У многопудового, грузного Крылова лицо приняло глуповато-простодушное выражение.

– Если хотите знать, сударыня, готовлю отчет по библиотеке. – Глаза его живо и умно поблескивали. – Много любопытствующих побывало у нас за год – без малого до тысячи особ.

– На, а что еще ты делаешь? – смеясь, будто услышала что-то необыкновенно забавное, сказала Елизавета Марковна.

Крылов тяжело вздохнул.

– Теперь каталогизацией занимаюсь. – И это тоже вызвало смех. – У нас книг – двести пятьдесят тысяч томов, да двенадцать тысяч рукописей. Теперь надобно каталог составить – в азбучном порядке и по авторам…

– Ах ты, Крылочка, – ласково сказала Елизавета Марковна.

Потом Крылова подозвал Оленин. Это был худенький, подвижной старичок, щуплой фигуркой и малым ростом похожий на мальчика, но на сутулого, седого мальчика, с узким лицом, запавшими глазами и острым носом…

Его высокопревосходительство Оленин сидел в кресле, а Крылов почтительно остановился рядом.

– Ну что, любезный Иван Андреевич, – ласково сказал Оленин. – Прочитаешь басню?

Крылов вздохнул.

– Ваше высокопревосходительство… – Крылов замялся. – Басню – отчего ж…

– Что, любезный Иван Андреевич?

– Ваше превосходительство… Брат у меня гарнизонный офицер. Как бы подсобить, перевести поближе?

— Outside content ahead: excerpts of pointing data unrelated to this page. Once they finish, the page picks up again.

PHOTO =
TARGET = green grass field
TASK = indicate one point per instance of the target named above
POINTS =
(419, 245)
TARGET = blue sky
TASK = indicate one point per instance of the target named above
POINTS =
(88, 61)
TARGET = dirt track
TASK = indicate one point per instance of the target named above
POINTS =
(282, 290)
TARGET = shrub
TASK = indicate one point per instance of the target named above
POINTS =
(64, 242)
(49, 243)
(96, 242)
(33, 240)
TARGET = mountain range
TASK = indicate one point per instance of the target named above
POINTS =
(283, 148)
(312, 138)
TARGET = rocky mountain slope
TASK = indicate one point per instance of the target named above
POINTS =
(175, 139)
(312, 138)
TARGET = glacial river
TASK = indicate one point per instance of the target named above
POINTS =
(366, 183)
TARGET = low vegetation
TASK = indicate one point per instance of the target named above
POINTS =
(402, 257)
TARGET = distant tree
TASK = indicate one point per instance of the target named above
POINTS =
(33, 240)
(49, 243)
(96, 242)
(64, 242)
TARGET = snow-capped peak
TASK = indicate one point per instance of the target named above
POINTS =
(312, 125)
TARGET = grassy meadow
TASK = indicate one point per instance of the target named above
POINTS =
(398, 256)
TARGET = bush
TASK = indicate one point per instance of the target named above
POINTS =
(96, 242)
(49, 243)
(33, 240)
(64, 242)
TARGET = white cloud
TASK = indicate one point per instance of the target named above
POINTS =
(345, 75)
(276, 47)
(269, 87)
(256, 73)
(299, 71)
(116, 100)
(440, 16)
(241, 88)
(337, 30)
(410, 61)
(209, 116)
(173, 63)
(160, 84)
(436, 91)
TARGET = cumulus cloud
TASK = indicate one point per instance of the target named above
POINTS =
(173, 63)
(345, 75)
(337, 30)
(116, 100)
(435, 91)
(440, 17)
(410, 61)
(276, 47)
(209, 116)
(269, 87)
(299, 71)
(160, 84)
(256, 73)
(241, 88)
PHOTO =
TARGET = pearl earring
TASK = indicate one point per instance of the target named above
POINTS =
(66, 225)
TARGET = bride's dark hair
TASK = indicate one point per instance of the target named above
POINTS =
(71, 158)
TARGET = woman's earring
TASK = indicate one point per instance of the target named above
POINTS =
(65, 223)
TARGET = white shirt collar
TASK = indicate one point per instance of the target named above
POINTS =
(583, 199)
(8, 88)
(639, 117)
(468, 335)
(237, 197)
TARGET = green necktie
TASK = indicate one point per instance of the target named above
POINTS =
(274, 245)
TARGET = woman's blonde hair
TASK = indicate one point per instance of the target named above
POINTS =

– Отчего же, любезный Иван Андреевич? Помогу!

– Ах, ваше превосходительство!..

И все было как обычно – читали стихи, обсуждали перевод «Илиады», спорили, является ли славянское искусство непосредственным продолжением античного, смотрели домашний спектакль, восхищались юной дебютанткой Колосовой, осматривали археологические новинки, выслушивали жалобы Дидло и уговаривали его не покидать Россию… и среди пестроты и многоголо-сицы собрания самым интересным для Пушкина все же был Крылов.

Но этому вечеру суждено было стать для Пушкина особым.

Ужинали за маленькими столиками, расставленными в зале.

– Кто это? – спросил Пушкин у своего приятеля Полторацкого. Он глазами указал на красивую женщину, сидевшую за соседним столиком.

Это была двадцатилетняя племянница хозяйки Анна, супруга пожилого бригадного генерала Керна, приехавшая теперь из Полтавской губернии погостить в Петербург… Тюлевое платье на атласе оставляло открытыми пышные плечи, корона из папоротника венчала красивую голову.

– Можно ли быть такой прелестной, – сказал громко Пушкин, стараясь, чтобы она услышала его.

Она уголками губ самолюбиво улыбнулась.

Красота ее поражала. Это была здоровая, земная красота – толстая русая коса по-девичьи уложена, а локоны спущены вдоль округлого, румяного, еще совсем юного лица.

– Вот с кем я готов хоть в ад! – опять нарочито громко воскликнул Пушкин.

Но ее лицо уже приняло строгое выражение.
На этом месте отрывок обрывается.